You might remember the report from a couple of days back which stated that AMD’s Zen core has taped out. As it turns out, the much fabled Zen core is finally entering the realm of us mortals because AIDA64 has just updated their program with preliminary information about Zen based APUs and CPUs. This basically confirms what we have known for a while: that Zen based processors (both in APU and CPU flavors) are landing on the sub 20nm FinFET node fairly soon.
AMD's Zen based Summit Ridge x86 processor and Raven Ridge APU in the pipeline - spotted on AIDA64
A little context might be prudent here. Summit Ridge and Raven Ridge are code-names that have been leaked multiple times in the past in various leaked slides (whose authenticity was never proven), and while it is possible that the final name turns out to be slightly different – the platform itself clearly exists. The Summit Ridge platform is the mainstream desktop platform of Zen processors having 8 cores a pop. Note that we are talking about full fledged SMT cores here and not the older styled CMT-based cores favored in the older FX processors. The socket stated on the slides was FM3 (which is now known as AM4).
Interestingly the AIDA64 change log also mentions Raven Ridge, the APU platform with Zen based cores. The platform is supposed to land about the same time as Bristol Ridge (according to certain reports). Unlike Bristol Ridge APUs however, which feature Excavator based cores, Raven Ridge will be on the sub 20nm FinFET node; be that 16nm FinFET or 14nm FinFET. There isn't any word on the performance difference (between the Excavator based Bristol Ridge and the Zen based Raven Ridge) however, although the former should have the initial edge due to product positioning and a mature node, with the latter targeting the low power and mobile market initially. Anyways, here is the relevant portion of the changelog:
AIDA64 v5.50.3604 Beta Relevant Changelog:
preliminary support for AMD Raven Ridge APU
preliminary support for AMD Summit Ridge CPU
It is worth nothing that AIDA64 records preliminary information about processors based on the Machine ID, so this just serves as a confirmation of the existence of said processors and platforms– and doesn’t necessarily prove the existence of a prototype in the wild. It is also an important milestone in the transition from being an idea on the drawing board to actually hitting the shelves. The new processors are supposed to increase IPC gains by 40% over the last generation and should, hopefully, see the compute side of AMD become competitive again. Not to mention that pretty much everything (financially speaking), for AMD, depends on Zen’s performance.
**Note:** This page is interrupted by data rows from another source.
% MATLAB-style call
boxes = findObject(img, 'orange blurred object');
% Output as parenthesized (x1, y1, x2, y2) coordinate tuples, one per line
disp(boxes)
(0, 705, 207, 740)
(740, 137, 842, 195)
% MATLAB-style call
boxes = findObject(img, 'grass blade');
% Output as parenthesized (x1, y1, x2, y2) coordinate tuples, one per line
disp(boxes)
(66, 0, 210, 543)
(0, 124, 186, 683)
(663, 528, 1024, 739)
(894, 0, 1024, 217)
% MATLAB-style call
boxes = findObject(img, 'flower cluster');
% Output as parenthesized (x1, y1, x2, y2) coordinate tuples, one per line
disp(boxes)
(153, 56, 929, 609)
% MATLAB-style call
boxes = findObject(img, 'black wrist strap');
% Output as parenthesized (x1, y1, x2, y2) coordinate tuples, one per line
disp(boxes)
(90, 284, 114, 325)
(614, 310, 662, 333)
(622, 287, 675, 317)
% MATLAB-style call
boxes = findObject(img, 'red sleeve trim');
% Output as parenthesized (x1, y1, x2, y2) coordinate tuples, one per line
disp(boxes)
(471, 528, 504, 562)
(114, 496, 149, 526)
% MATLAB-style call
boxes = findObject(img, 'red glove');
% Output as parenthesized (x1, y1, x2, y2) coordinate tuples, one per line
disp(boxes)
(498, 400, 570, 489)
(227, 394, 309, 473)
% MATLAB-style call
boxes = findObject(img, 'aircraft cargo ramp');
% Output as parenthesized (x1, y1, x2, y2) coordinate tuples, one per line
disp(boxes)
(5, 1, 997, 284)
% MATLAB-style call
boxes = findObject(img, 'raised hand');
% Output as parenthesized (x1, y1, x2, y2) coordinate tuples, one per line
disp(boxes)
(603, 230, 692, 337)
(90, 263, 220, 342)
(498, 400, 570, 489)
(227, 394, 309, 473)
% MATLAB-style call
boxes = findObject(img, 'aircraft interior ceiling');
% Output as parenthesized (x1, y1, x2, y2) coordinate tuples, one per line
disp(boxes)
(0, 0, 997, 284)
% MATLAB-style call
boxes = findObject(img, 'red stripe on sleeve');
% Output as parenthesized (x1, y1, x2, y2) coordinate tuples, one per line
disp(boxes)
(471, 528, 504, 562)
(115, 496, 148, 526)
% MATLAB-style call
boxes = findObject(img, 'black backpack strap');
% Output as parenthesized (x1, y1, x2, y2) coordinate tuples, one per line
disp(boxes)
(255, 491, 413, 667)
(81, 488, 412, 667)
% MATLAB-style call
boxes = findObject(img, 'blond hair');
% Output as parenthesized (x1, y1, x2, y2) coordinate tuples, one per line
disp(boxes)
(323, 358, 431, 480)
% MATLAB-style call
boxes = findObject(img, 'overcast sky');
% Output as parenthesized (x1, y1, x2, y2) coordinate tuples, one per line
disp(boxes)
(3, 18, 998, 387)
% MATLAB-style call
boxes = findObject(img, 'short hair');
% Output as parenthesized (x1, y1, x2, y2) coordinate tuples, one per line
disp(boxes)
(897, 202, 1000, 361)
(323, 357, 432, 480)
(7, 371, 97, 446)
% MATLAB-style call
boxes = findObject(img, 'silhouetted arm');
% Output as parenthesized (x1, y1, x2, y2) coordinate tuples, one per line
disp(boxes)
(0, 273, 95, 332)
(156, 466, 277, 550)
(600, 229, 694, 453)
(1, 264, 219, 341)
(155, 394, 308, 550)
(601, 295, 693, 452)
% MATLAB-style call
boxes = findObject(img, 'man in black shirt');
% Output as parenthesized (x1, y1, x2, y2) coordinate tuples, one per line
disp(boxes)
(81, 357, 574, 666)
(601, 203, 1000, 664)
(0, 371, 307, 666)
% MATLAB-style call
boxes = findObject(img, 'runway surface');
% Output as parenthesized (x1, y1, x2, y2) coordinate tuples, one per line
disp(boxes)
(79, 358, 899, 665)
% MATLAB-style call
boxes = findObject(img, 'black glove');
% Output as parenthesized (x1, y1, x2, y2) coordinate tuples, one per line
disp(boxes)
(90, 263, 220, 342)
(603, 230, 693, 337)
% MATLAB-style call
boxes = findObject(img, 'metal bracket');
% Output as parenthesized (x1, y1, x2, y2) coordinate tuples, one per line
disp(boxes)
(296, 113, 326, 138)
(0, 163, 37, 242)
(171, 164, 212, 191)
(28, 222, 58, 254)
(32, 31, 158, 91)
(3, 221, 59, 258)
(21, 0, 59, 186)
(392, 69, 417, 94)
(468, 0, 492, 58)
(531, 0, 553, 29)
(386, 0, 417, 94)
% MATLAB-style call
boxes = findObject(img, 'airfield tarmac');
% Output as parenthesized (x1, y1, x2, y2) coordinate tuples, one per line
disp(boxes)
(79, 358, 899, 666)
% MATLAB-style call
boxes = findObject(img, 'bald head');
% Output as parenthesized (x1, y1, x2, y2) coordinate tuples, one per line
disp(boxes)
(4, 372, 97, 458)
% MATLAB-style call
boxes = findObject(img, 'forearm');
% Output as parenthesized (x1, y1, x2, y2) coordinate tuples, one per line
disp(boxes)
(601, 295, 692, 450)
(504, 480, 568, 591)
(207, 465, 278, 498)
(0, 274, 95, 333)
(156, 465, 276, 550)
We had previously heard that AMD will be making a plethora of changes including changing to SMT and adopting a single FPU per core design – both things which will put it on track to be a competitive force with Intel processors. That’s not it either, Zen will be using a scheduling model that is similar to Intel’s and it will use specific hardware and simulation to define any needed scheduling or NUMA changes. It will also be ISA compatible with Haswell/Broadwell style of compute. It will bring various compiler optimisations, including GCC with target of SPECint v6 based score at common compiler settings. Benchmarking and performance compiler LLVM targets SPECint v6 rate score at performance compiler settings. Each Zen core will have access to 512KB of L2 cache and 4 Zen cores will share 8MB of L3 cache.